PUBLISHED: 09:30 16 August 2018 | UPDATED: 10:18 16 August 2018

Edi Rama, 18, will read maths at Corpus Christi College in Oxford. Pic: Tom Barnes

Edi Rama, 18, will read maths at Corpus Christi College in Oxford. Pic: Tom Barnes


A Barking student who is the son of Kosovan refugees says he left his family in tears after winning a place at Oxford University.

Edi Rama, 18, a student from Newham Collegiate Sixth Form (NCS) in East Ham, has been accepted on a degree course at the world-famous Corpus Christi College, where he will read maths in September.

It is a far cry from the Balkan battlefields his painter and decorator dad Arsim, 48, and receptionist mum Gezime, 42, escaped in the mid-1990s – as they were only too quick to remind him.

They were the first people he called after discovering he had scored A* in his maths, further maths, and chemistry A Levels.

Edi, who has two siblings and older brother Drin, 21, and younger sister, Dea, 14, said: “They are often reminding us how lucky we are to be living in the UK.

“They don’t talk much about what happened but they make sure we know how different their childhoods were to ours.

“It is very difficult for me to appreciate just how hard it was for them because I was born here and have known nothing else. It seems remote for us but obviously not for them.

“When I told them how well I had done they were both in tears. It means so much to them that their son has done well in this country. They are so grateful for everything this country has given us.

“If they had not left Kosovo and been caught up in the fighting, chances they would not have lived long enough to have children, let alone have one going to the best university in the world.”

Edi’s parents fled Serb controlled Kosovo as the civil war was raged, arriving in Germany in 1995.

After the war ended they were told by authorities they had to return to Kosovo.

Fortunately, they gained asylum in the UK moving here in 1999 and settling in Barking.

Edi added: “I am not really sure where my brains have come from. Guess it is just luck.

“I know I was bright from about the age of seven when I was finishing work much quicker than everyone else.

“Oxford was a big dream for me for a long time. A lot of my success is down to the sixth form I attend.

“People here come from a variety of different background but we all share a belief that we can succeed at whatever we choose to do.

“A lot of that s down to the confidence instilled in us by this sixth form.”

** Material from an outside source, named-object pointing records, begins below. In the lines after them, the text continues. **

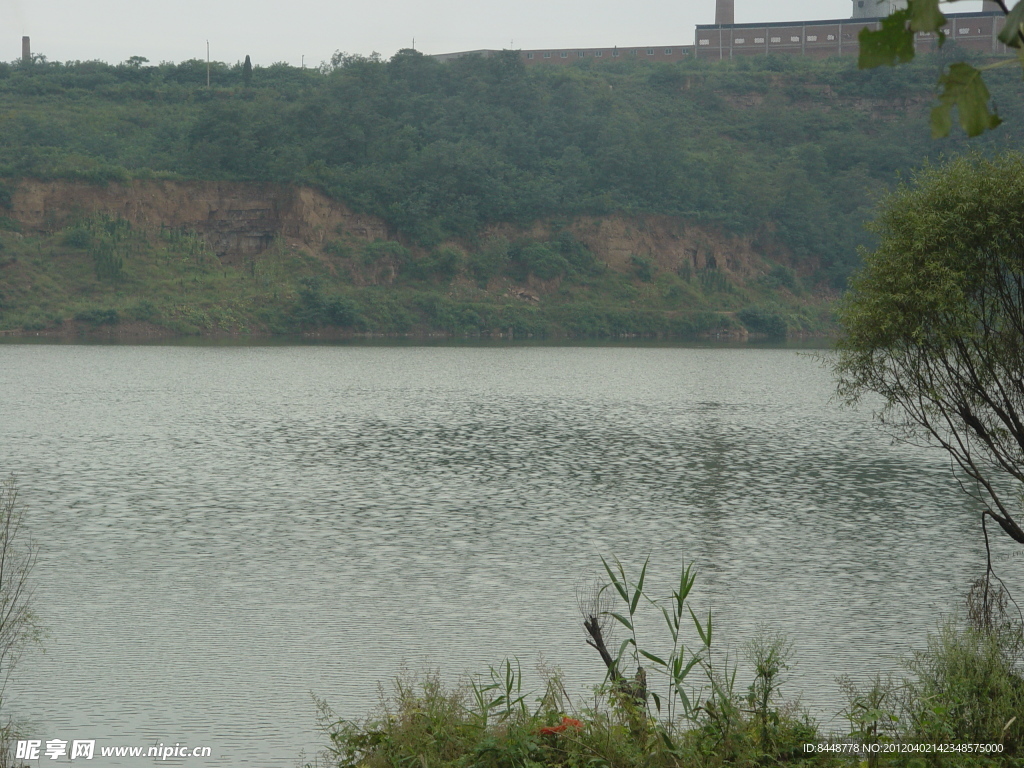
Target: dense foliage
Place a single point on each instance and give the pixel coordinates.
(786, 148)
(934, 323)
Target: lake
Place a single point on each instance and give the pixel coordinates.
(224, 530)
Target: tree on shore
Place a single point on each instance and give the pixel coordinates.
(18, 624)
(934, 324)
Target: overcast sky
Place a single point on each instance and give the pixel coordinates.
(294, 31)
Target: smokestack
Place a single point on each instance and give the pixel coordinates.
(725, 12)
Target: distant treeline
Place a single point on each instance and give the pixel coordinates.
(781, 147)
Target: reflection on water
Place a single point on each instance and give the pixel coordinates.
(224, 530)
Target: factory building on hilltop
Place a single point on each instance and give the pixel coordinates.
(726, 39)
(820, 39)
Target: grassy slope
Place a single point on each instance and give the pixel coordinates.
(96, 273)
(784, 153)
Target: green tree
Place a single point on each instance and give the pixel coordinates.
(961, 84)
(934, 324)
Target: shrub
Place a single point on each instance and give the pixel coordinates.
(765, 322)
(643, 269)
(98, 316)
(77, 237)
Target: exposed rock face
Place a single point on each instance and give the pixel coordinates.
(237, 219)
(242, 219)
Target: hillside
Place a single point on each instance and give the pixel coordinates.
(414, 197)
(153, 258)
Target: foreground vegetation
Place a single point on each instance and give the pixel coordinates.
(967, 686)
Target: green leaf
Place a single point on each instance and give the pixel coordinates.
(622, 649)
(652, 657)
(1014, 28)
(639, 589)
(963, 88)
(888, 46)
(624, 620)
(673, 626)
(657, 700)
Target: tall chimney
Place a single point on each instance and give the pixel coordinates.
(725, 12)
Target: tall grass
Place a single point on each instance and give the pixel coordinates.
(689, 714)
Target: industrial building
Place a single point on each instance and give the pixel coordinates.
(820, 39)
(838, 37)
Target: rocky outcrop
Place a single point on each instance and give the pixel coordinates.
(237, 219)
(242, 219)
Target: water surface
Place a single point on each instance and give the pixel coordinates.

NCS headteacher Mouhssin Ismail, who left a six-figure salary in the City to become a teacher in his old inner-city hometown, said: “I am so pleased for Edi, securing a place at one of the best universities in the world after not having had the best possible starts in life demonstrates what a champion he really is.

He is an inspiring individual whose strong work ethic, determination and desire to succeed is an example to us all.

“Everyone at the NCS would like to wish Edi the very best of luck at Oxford and we will all be keeping a very close eye on his progress as he takes on the world of Mathematics.”

Last year 90 per cent of NCS students got grades of A*to B, on par with Clarendon schools such as Eton College and Winchester, while 10 were offered places at either Oxford or Cambridge.